Запавшие глаза Пелруда уставились на подчиненного. Выглядел редактор замученным жизнью и лично Хальруном.
– У нас замешано аж двое видных фабрикантов. Обещаю, опишу все так, как скажет твой дорогой вей Далмель. Только дай мне время разобраться… Так завтра, значит? Никак не раньше?
– Смеешься ты, что ли? Завтра! Завтра! А сегодня помоги-ка вею Гросверу. Разберите почту, найдите трогательное письмо от читателя и парочку забавных объявлений. Пустим в печать вне очереди.
Редактор снова погрозил Хальруну пальцем и грустно добавил:
– Номер нужно выпустить.
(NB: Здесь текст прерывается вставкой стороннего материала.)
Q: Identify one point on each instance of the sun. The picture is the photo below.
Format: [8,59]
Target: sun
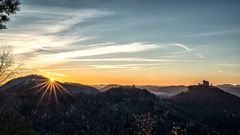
[52,80]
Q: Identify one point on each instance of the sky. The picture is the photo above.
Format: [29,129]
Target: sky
[152,42]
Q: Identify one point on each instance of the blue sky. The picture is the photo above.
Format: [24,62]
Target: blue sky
[178,41]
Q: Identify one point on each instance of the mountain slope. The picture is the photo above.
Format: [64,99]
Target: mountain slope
[32,81]
[211,106]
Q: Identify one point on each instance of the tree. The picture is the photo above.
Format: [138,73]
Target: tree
[7,7]
[8,68]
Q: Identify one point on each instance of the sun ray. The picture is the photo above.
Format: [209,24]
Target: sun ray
[42,96]
[55,95]
[64,89]
[40,89]
[60,91]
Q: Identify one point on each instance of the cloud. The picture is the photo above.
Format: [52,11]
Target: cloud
[183,46]
[55,74]
[214,33]
[104,49]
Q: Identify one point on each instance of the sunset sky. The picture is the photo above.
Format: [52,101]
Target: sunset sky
[128,41]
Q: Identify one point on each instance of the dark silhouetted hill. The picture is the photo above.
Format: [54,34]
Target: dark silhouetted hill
[123,110]
[211,106]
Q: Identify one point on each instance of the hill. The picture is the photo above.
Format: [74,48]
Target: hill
[123,110]
[32,82]
[210,106]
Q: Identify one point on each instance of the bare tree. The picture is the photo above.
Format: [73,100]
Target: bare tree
[8,67]
[7,7]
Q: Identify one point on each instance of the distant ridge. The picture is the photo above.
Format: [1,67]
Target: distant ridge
[26,82]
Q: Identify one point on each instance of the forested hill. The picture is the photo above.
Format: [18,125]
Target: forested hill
[120,111]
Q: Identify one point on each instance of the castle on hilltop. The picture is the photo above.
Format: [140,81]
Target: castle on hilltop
[205,84]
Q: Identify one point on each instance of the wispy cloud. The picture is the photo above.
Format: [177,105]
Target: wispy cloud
[55,74]
[214,33]
[104,49]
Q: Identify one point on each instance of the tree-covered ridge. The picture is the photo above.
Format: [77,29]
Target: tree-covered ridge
[121,111]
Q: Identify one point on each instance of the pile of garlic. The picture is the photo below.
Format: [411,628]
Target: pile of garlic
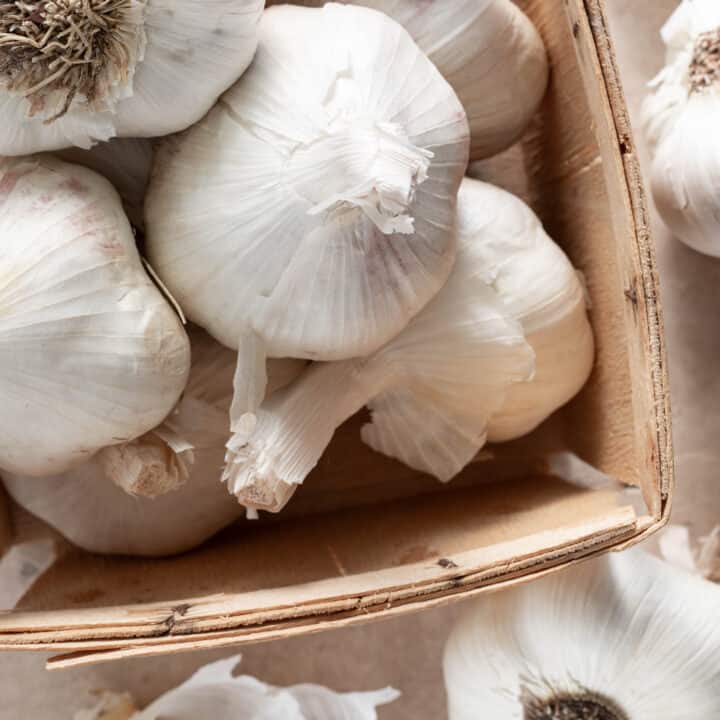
[312,208]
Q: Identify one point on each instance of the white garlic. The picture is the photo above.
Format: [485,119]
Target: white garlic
[74,72]
[311,213]
[488,50]
[681,118]
[126,163]
[164,459]
[432,390]
[623,637]
[214,692]
[183,455]
[541,290]
[91,354]
[503,345]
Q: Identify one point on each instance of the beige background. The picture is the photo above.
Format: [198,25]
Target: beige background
[406,653]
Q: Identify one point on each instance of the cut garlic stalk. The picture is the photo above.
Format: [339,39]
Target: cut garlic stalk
[491,54]
[126,163]
[91,354]
[681,117]
[433,390]
[73,72]
[623,637]
[162,460]
[311,213]
[99,516]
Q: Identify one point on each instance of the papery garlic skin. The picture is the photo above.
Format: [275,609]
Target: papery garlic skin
[91,354]
[137,68]
[126,163]
[491,54]
[213,692]
[432,391]
[626,631]
[681,117]
[541,290]
[311,213]
[163,460]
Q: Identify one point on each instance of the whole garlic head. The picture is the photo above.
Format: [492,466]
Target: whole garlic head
[91,354]
[681,118]
[311,213]
[104,505]
[74,72]
[539,289]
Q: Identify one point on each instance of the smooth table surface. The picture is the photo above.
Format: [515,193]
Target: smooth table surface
[406,653]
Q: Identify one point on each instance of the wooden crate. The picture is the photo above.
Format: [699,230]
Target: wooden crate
[367,538]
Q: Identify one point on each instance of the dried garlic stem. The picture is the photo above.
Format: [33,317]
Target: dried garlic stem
[265,465]
[146,467]
[705,65]
[54,52]
[572,706]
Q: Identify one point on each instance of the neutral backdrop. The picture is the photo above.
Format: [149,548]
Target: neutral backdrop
[406,653]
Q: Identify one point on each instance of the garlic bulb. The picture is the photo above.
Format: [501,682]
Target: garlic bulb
[162,460]
[491,54]
[214,692]
[541,290]
[184,455]
[624,637]
[74,72]
[681,118]
[311,213]
[91,354]
[433,389]
[126,163]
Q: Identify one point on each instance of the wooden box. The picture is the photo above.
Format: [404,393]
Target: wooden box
[366,538]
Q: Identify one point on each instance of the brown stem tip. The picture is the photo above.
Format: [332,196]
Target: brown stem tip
[572,706]
[705,64]
[54,51]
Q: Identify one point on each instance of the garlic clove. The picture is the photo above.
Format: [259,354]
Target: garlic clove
[491,54]
[162,460]
[183,455]
[622,636]
[324,218]
[680,118]
[436,385]
[213,691]
[91,354]
[539,289]
[419,435]
[126,163]
[157,67]
[685,174]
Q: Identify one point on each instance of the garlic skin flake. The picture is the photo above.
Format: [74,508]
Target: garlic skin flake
[432,390]
[311,213]
[75,72]
[622,637]
[681,118]
[491,54]
[91,354]
[213,692]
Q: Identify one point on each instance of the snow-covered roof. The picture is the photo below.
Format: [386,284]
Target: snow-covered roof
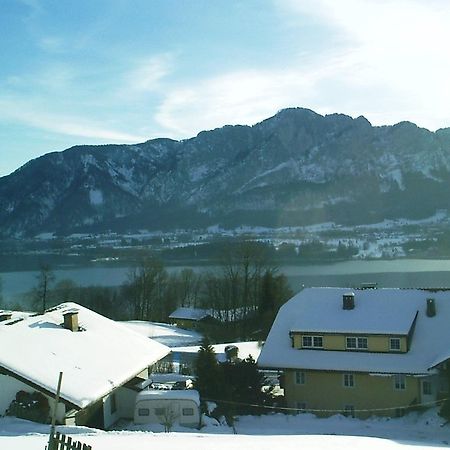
[182,394]
[190,314]
[94,361]
[377,311]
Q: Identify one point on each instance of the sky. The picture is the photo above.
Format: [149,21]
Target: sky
[124,71]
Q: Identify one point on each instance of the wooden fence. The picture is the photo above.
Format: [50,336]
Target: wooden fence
[60,441]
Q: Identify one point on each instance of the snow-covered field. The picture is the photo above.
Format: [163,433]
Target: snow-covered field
[303,431]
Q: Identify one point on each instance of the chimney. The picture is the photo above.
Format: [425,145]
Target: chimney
[348,301]
[431,307]
[71,320]
[5,315]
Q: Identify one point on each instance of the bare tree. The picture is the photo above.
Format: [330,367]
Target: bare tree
[45,278]
[146,287]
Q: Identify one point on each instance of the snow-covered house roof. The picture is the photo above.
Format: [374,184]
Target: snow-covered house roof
[376,311]
[194,314]
[95,360]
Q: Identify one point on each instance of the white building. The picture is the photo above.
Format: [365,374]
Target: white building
[102,361]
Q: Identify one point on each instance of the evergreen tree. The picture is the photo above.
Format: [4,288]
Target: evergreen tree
[207,370]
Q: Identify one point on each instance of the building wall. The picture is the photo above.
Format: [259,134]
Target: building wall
[326,391]
[375,343]
[9,387]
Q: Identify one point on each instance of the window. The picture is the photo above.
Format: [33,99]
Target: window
[443,384]
[312,342]
[356,343]
[317,341]
[394,344]
[112,403]
[348,380]
[349,411]
[143,412]
[301,407]
[300,377]
[399,382]
[427,388]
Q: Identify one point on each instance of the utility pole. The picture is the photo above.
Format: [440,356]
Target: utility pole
[52,428]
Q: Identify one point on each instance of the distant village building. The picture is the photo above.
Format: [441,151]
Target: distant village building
[190,318]
[103,363]
[363,352]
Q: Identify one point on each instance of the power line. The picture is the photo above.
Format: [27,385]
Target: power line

Сам виноват!
– Виноват. Уже иду.
Покинув начальника, Хальрун присоединился к Раслефу, который до самого вечера насмешливо поглядывал на молодого коллегу и приговаривал, что не все тому играться. Хальрун отмалчивался. Мыслями он был далеко от сюда.
Наконец, с рутинной работой было покончено.
– Желаю всем хорошо потрудившимся хорошего отдыха! – объявил Хальрун. – Кто как, а я завтра рассчитывая на интересный день. Я собираюсь выспаться.
Тайрик, которому завтра предстояло перепечатывать на бело весь выпуск, завистливо вздохнул.
– Учись, юноша, – посоветовал Ракслеф, тоже готовясь уйти. – Наберешься опыта, станешь как он.
– Конечно, – огрызнулся Тайрик, день которого совсем не задался, – а закончу, как ты.
Хальрун и Ракслеф переглянулись.
– Звереет и бросается на людей, – грустно произнес пожилой газетчик. – Может, из него и получится настоящий журналист.
Хальрун покачал головой.
– Одного раза мало.
– Мало. Но все мы с чего-то начинали.
– Ко мне ты не был таким снисходительным, – сказал Хальрун притворно обиженным тоном.
– Старость и должна быть снисходительной к молодости. Как же иначе?.. Дерзай, юноша!
Тайрик растерянно смотрел им вслед. Попрощаться он забыл.